Status

StateAccepted
Discussion Thread
Vote Threadhttps://lists.apache.org/thread/8sfh6pwr24jvgdylfmfm2rf610ll6fcy
Vote Result Threadhttps://lists.apache.org/thread/27nqcfbmhvgq90t9lkdyvo1pfphfgn97
Progress Tacking (PR/GitHub Project/Issue Label)
Date Created

2024-03-05


Version Released
AuthorsMaciej Obuchowski 
  

Abstract

This document proposes instrumenting Airflow Hooks and Object Storage to collect dataset updates automatically. The data will be used to gather OpenLineage from additional operators, in addition to operators running user-defined code like PythonOperator and other custom operators. In the future, the gathered datasets could be used to other purposes, like automatically emitting DatasetEvents, making writing dataset-scheduled DAGs easier. Instrumentation feature is proposed to be experimental, and expanded upon and possibly modified upon several Airflow releases due to it’s scope.

Motivation

Currently the lineage information gathered in AIP-53 OpenLineage in Airflow is limited to Operators in which it’s explicitly implemented: this is justified by the lack of information that Airflow possesses about actual data processing. Airflow is extremely flexible when it comes to the variety of tasks it can schedule which are abstracted by Operators.

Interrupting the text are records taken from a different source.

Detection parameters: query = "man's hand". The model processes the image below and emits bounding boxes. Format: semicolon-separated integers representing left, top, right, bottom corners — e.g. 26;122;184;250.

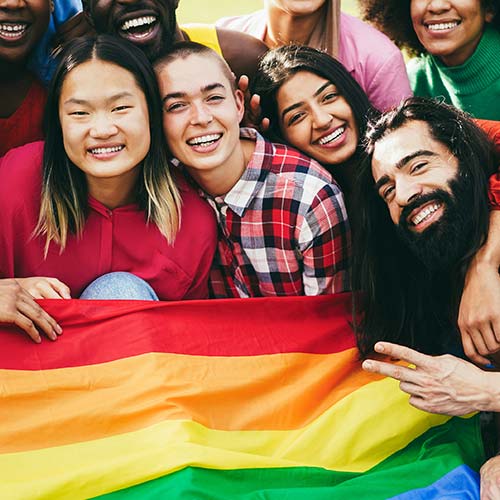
363;342;500;415
238;75;269;132
0;279;62;343
480;456;500;500
458;211;500;365
16;276;71;299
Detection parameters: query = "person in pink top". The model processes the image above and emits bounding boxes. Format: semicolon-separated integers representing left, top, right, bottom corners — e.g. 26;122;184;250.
216;0;412;111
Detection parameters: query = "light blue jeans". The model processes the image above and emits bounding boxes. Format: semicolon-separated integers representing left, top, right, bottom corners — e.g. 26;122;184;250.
80;272;158;300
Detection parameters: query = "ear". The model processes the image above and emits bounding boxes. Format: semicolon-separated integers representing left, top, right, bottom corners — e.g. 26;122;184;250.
234;89;245;122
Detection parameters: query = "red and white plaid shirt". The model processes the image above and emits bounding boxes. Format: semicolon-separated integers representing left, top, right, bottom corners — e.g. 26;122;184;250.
197;129;351;298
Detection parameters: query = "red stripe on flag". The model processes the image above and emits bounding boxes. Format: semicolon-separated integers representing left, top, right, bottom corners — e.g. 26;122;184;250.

Airflow Survey 2023 suggests that data lineage is the second most popular feature requested by Airflow users. However, PythonOperator, which has no support for lineage, is the most popular Airflow Operator, and Airflow gains new features to make writing custom code easier - like TaskFlow API and Object Storage API. OpenLineage can’t get lineage information from those. Implementing instrumentation in those parts would allow OpenLineage to emit lineage and potentially other parts of Airflow to use those in some other way.


Considerations

What change do you propose to make?

There are two general parts to this proposal. First, is directly modifying Hooks and Object Storage to be able to automatically gather consistent, canonically (AIP-60) named datasets. This means instrumenting code that reads, writes or transforms data. We propose to collect this data in AIP-60 format to potentially enable further use cases connected to scheduling and visualizing Datasets in Airflow. In contrast to Operators, Hooks don’t have a single method that is used one time when they are run; also, Operators can use multiple methods and initialize multiple hooks. For this reason, this AIP proposes a model with an additional component on worker (currently named HookLineageCollector) that’s responsible for receiving the Datasets. It will be a class/module, not a separate process.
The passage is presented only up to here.